Estudiosos da hipnose já disseram que nosso inconsciente
aprecia afirmações óbvias – e, o mais importante – que tendemos a aceitar como
verdadeiras as afirmações precedidas por truísmos. Isso deve explicar o sucesso
de público e renda dos discursos sobre o fator humano como o grande problema
dos acidentes de trânsito. Dizer que o "ser humano” é causa dos acidentes é uma
afirmação que, embora não seja falaciosa, induz falácias. E se por um lado
ajuda a desmistificar a ideia de fatalidade, por outro propicia inferências que
pegam carona na trivialidade. Contudo, a questão nesse caso não é apenas o
efeito que a afirmação deriva, mas, antes, de onde é derivada.
A imputação dos acidentes de trânsito às causas "humanas”,
que remonta aos anos de 1930, toma por base matrizes como o clássico trinômio homem-via-veículo que, como outras
consagradas trindades da segurança viária, nada mais é do que aquilo a que um modelo
se presta: uma simplificação funcional da realidade, tendo nisso virtudes e
limitações que, não ponderadas, empobrecem a apreciação do problema e, é claro,
os seus encaminhamentos. A tríade, tal como se apresenta, chama para um de seus
componentes toda carga de subjetividade e erro, peculiar ao que é humano. Nessa
racionalidade, o referencial propicia uma armadilha semântica que faz recair
sobre o usuário da via (por quem se intercambia o "homem” da fórmula) a quase
absoluta responsabilidade pelos acidentes – como se humanos não fossem os que
concebem os veículos, as vias e o controle do tráfego sobre elas.
Uma colisão e suas consequências remetem suas análises a
preceitos da biomecânica e a postulados da física, válidos universalmente; já
as conjunturas em que ocorrem, não. Assim, identificar obsessivamente o
problema que existe nos comportamentos não é reprovável na constatação em si,
mas no que minimiza os contextos que favorecem as condutas. Em regra, o
expediente do fator humano atende a um moralismo oportuno para eximir
autoridades e os encarregados de explicar o trânsito de forma menos rasa. O
discurso é também celebrado por setores atentos aos custos da segurança
veicular e pelos que geram ambientes de circulação predominantemente inseguros. Chamados a responderem sobre as causas dos
acidentes, sacam discursos prontos e, não raro, filosofam sobre "o brasileiro”

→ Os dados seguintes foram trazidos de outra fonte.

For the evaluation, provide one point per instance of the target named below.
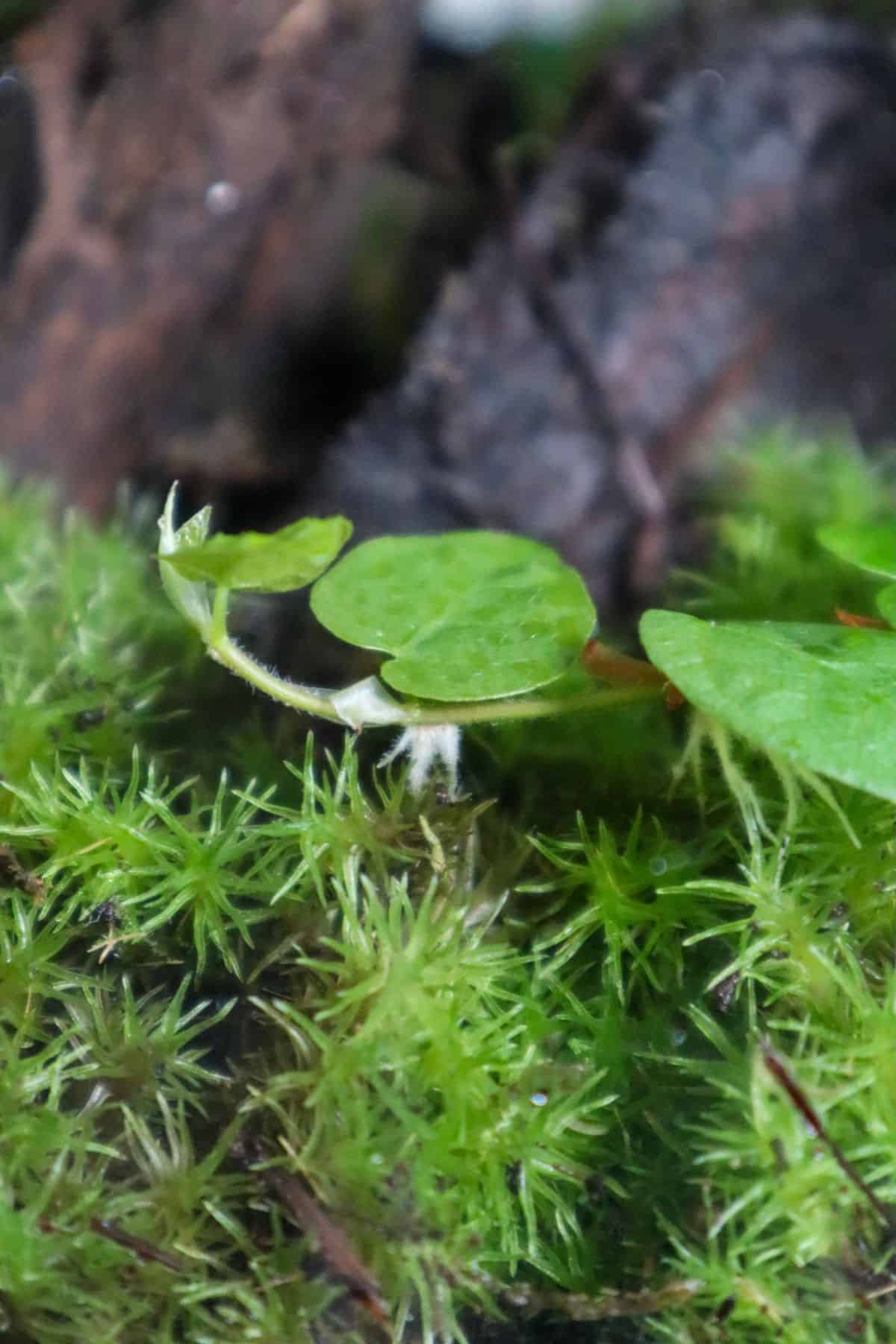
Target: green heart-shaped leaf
(467, 616)
(265, 562)
(820, 695)
(868, 546)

e sua propensão à infração.
Com a questão assim estruturada, acusa-se a irracionalidade
de um pedestre que não utiliza uma passarela, mas raramente aponta-se o que
implica o uso desse recurso. Afirma-se que um acidente se deu por causa de uma
ultrapassagem indevida (verdade!), mas nunca o fato de uma rodovia não ser
duplicada ou fiscalizada no trecho sabidamente perigoso. Assim, instituído o consenso sobre o
comportamento do usuário da via como o grande problema do trânsito, o cacoete
do fator humano produz outro efeito, amparado por outro lugar comum, mãe de
todos os truísmos: "a educação é base de tudo”. Em suma, remete-se o problema para
um setor que, antes de se sentir lisonjeado pela lembrança, deveria desconfiar
da exaltação fácil da instrução redentora – fala, em geral, mais retórica do
que sincera, que ainda dá a quem a pronuncia a sensação de dever cumprido, pois
sempre cai bem dizer que a educação é fundamental.

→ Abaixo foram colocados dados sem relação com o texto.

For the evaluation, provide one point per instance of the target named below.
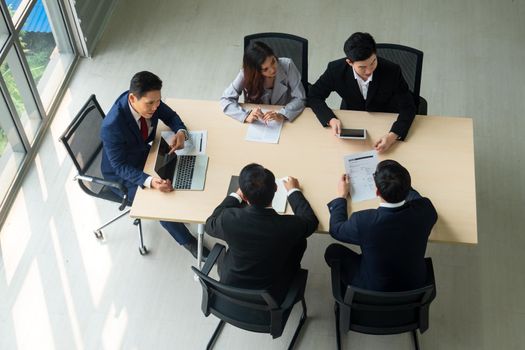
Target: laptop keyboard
(184, 174)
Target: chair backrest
(409, 59)
(83, 144)
(374, 312)
(286, 45)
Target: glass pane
(15, 8)
(20, 93)
(12, 151)
(47, 48)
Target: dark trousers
(349, 259)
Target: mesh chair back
(409, 59)
(83, 143)
(285, 45)
(390, 312)
(244, 308)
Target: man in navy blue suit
(393, 238)
(126, 133)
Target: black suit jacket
(392, 240)
(388, 92)
(262, 244)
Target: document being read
(360, 167)
(259, 131)
(194, 145)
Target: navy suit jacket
(388, 92)
(392, 240)
(124, 151)
(261, 242)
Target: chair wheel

O tipo de educação que costuma advir desse entendimento da
segurança viária assume que nada ou pouco há de errado com os demais aspectos
(técnicos, jurídicos, políticos ou institucionais) que determinam a natureza do
trânsito que temos. E mesmo que houvesse, caberia às pessoas adaptarem-se às
condições existentes para manterem-se vivas. Ou seja, além de rasa, a visão
acaba prestando-se a uma perversa legitimação de um ambiente perigoso e
excludente.
Que não se entendam essas linhas como um descrédito à
educação para o trânsito, mas, antes, como algo em sua defesa, em respeito aos
que se veem na contingência de, entre outros desafios, convencer um idoso ou
uma gestante a desviarem de sua rotas, caminhar três vezes mais, subir o
equivalente a quatro andares e andar por uma passarela insalubre –tudo isso
para, no mais das vezes, apenas não prejudicar o fluxo veicular. Ademais, ainda
que possa muito, a educação não pode tudo. Se prevalece a impunidade (ou sua
sensação térmica) e faltam condições materiais para o comportamento seguro, o
discurso educativo se esvazia, e
imputar-lhe a condição de panaceia apenas faz recair sobre seus profissionais
uma carga injusta, além de muita frustração.
Tampouco se entenda aqui não haver lugar para a ação
educativa. Ele existe e pode ser mais do que um recurso legítimo para
reduzirem-se as lesões e mortes no trânsito. Com efeito, a educação prescrita
em nosso Código de Trânsito deixa transparecer uma inegável inspiração na
Constituição de 1988 com sua aura de refundação do País, resgatando preceitos
democráticos. Portanto, não é exagero dizer que, mais que um rol de condutas, o
Código de Trânsito Brasileiro (CTB) buscou compartilhar com a Constituição
Federal, uma vez que formulados em momentos históricos próximos, um projeto de
nação, no que ensaiou princípios de cidadania em uma democracia incipiente.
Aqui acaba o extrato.